Section II - Hazard identification
Pathogenicity and toxicity: The disease caused by MV is an acute febrile illness that is non-fatal and self-limiting in general, lasting 3-5 days, with a 10% to 50% asymptomatic presentation reported. MV infection is characterized by symptoms including headache, nausea, retro-orbital pain, arthralgia, myalgia, vomiting, diarrhoea, and rash Footnote 4Footnote 5Footnote 6. Arthralgias caused by MV infection occur in approximately 20% of cases and generally include the hands, feet, and small joints of the extremities. Long-term arthralgia occurs following acute symptoms in more than 50% of infected individuals Footnote 7. Rash caused by MV infection consists of small maculopapular or micropapular isolated lesions and occurs in approximately two-thirds of confirmed cases Footnote 2Footnote 3. Mayaro fever patients have also displayed additional symptoms such as bleeding, thrombocytopenia, and jaundice Footnote 8. Sporadic infections are common Footnote 5.

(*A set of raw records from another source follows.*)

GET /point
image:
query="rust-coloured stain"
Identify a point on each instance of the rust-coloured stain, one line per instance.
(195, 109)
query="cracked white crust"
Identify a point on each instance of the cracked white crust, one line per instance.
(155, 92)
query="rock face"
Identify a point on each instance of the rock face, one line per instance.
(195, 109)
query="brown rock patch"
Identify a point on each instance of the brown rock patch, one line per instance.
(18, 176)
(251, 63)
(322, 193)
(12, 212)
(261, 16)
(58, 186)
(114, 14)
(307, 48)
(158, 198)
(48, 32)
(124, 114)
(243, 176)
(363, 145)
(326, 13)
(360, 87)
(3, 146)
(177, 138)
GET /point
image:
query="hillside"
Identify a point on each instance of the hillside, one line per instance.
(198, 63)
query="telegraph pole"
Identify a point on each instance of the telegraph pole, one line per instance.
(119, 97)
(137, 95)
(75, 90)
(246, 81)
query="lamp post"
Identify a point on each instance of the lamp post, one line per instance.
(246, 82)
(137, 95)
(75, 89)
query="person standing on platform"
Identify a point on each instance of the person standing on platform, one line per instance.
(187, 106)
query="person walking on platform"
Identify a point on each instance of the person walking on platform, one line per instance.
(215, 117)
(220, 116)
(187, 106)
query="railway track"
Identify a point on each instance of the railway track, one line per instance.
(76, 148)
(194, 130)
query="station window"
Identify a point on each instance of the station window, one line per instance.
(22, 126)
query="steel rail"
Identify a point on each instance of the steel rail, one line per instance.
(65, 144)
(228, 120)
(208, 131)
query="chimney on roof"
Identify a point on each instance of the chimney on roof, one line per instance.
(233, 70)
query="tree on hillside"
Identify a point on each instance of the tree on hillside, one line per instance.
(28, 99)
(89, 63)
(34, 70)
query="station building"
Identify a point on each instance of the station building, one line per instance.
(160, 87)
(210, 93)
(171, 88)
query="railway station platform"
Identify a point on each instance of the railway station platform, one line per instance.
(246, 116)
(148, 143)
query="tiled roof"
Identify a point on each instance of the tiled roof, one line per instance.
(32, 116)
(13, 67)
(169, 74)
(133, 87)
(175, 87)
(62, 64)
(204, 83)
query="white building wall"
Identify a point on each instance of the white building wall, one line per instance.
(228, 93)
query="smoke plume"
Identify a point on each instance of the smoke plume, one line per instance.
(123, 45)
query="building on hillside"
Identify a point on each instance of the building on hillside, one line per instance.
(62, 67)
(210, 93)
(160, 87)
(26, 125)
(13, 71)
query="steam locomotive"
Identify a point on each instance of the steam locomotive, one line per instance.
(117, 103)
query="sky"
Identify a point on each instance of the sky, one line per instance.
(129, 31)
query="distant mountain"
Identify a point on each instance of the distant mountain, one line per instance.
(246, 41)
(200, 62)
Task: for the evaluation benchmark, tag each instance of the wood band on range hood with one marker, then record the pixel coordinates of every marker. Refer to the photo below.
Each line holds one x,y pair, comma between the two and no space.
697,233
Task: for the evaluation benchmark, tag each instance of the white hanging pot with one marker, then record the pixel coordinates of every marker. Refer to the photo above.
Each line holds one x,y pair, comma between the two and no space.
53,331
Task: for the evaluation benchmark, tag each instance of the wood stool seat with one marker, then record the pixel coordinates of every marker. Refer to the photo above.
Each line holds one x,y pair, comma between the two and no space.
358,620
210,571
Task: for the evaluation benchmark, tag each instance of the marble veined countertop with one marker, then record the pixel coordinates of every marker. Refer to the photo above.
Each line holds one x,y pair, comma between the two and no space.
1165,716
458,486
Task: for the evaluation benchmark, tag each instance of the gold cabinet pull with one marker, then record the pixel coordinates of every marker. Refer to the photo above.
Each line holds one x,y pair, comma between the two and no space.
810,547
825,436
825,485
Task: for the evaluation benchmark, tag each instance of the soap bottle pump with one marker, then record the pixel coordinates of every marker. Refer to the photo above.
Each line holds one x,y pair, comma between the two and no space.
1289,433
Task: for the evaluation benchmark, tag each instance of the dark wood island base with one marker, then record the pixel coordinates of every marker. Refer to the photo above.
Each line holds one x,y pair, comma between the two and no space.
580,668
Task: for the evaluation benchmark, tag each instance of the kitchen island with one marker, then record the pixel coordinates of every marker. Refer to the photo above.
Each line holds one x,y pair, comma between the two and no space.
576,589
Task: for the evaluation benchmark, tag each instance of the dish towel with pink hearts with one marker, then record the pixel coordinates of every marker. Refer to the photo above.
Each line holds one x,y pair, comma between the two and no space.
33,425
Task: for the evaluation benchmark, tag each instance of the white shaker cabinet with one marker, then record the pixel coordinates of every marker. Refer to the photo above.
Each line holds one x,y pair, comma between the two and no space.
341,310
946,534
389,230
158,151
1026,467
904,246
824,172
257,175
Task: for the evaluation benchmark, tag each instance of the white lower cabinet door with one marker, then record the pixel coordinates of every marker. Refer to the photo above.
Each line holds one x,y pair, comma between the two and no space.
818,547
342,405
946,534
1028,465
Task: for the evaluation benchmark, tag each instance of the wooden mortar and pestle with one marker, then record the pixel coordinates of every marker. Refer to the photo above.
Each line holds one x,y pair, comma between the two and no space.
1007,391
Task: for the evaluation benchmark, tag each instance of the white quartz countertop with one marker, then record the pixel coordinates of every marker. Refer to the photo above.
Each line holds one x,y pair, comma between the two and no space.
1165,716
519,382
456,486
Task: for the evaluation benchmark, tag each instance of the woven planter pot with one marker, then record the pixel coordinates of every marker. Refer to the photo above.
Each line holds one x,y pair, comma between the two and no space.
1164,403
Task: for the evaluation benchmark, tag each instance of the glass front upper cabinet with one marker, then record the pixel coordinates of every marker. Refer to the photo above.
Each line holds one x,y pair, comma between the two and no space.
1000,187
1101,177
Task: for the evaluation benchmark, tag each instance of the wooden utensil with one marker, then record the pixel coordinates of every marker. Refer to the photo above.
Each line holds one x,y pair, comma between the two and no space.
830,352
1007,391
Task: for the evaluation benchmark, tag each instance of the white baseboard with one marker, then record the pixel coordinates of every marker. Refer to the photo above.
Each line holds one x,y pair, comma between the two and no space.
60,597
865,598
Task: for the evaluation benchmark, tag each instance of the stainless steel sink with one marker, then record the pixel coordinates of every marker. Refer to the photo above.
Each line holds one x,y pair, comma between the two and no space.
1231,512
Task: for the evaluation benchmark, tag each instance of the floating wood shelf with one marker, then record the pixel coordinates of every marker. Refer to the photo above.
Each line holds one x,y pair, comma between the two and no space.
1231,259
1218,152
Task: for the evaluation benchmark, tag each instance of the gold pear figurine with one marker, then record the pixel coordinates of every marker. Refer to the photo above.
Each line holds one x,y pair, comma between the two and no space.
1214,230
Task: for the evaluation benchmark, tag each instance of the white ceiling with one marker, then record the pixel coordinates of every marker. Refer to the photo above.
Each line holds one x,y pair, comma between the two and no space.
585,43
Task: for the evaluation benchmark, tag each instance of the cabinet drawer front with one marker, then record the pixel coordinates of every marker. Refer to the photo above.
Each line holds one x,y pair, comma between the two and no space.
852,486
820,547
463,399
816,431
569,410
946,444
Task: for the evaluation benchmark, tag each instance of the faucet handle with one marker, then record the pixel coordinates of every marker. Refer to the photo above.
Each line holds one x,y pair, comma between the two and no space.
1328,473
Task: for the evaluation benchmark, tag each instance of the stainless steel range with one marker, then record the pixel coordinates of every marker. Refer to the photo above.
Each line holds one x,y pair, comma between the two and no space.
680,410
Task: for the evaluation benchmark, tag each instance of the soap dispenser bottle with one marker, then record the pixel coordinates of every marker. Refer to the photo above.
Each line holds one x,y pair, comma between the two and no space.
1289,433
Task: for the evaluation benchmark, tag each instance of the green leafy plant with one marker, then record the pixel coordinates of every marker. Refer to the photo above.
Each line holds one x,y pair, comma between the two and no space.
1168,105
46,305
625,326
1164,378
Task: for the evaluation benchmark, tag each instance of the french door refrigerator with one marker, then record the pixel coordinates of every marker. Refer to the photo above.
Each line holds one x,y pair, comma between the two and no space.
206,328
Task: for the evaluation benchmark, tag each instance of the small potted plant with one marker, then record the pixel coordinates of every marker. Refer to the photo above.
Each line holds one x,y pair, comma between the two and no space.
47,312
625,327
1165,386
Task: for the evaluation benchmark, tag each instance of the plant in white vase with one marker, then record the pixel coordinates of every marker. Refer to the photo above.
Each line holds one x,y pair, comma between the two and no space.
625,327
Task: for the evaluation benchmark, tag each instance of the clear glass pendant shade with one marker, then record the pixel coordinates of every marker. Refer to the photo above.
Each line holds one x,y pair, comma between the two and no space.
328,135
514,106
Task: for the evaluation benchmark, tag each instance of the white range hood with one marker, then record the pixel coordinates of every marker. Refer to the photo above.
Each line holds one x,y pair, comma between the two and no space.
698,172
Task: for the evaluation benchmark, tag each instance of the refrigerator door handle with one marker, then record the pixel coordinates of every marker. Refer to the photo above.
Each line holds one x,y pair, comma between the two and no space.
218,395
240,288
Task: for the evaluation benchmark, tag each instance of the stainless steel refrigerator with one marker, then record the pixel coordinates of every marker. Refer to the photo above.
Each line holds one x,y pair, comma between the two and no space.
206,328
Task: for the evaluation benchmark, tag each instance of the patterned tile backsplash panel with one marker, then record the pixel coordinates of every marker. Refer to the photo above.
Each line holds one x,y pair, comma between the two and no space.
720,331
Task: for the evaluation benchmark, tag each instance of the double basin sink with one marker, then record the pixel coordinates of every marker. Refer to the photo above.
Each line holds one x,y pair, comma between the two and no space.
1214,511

Vertebrates, such as the opossum, sloth, armadillo, coati, primates, rodents, agouti, horses and donkeys, have demonstrated MV seroprevalence; however, information on the pathogenicity of the virus in animals remains limited Footnote 10Footnote 11. Experimental infection in macaques produces febrile disease lasting 4 to 5 days, which is comparable to symptoms in humans Footnote 10.
Communicability: There is no evidence of direct person-to-person transmission, but MV may be transmitted between humans indirectly via mosquitoes Footnote 3Footnote 11. Transmission of MV to humans occurs through bites of infected mosquitoes Footnote 3Footnote 5Footnote 12.
Epidemiology: MV was first reported in Trinidad and Tobago in 1954 in five rural workers presenting with febrile disease Footnote 13. MV is endemic in rural areas of northern South America and the Amazon Basin Footnote 5. Several small outbreaks of MV disease have been identified among rural communities in northern Brazil and eastern Bolivia Footnote 2. Several cases of acute febrile illness have also been reported in Belterra in the state of Pará, Brazil; however, no fatalities have been directly linked to MV. Imported cases of MV disease are rare but have been reported in North Americans, French citizens and Europeans visiting South American countries Footnote 13. Men and women are equally likely to be infected with MV Footnote 14; however, the prevalence of infection increases significantly with age, with the highest rate of increase among individuals 10-19 years of age. Epidemics occur during the rainy season and end in the dry season, following the rise and fall in the mosquito population in tropical locations Footnote 12.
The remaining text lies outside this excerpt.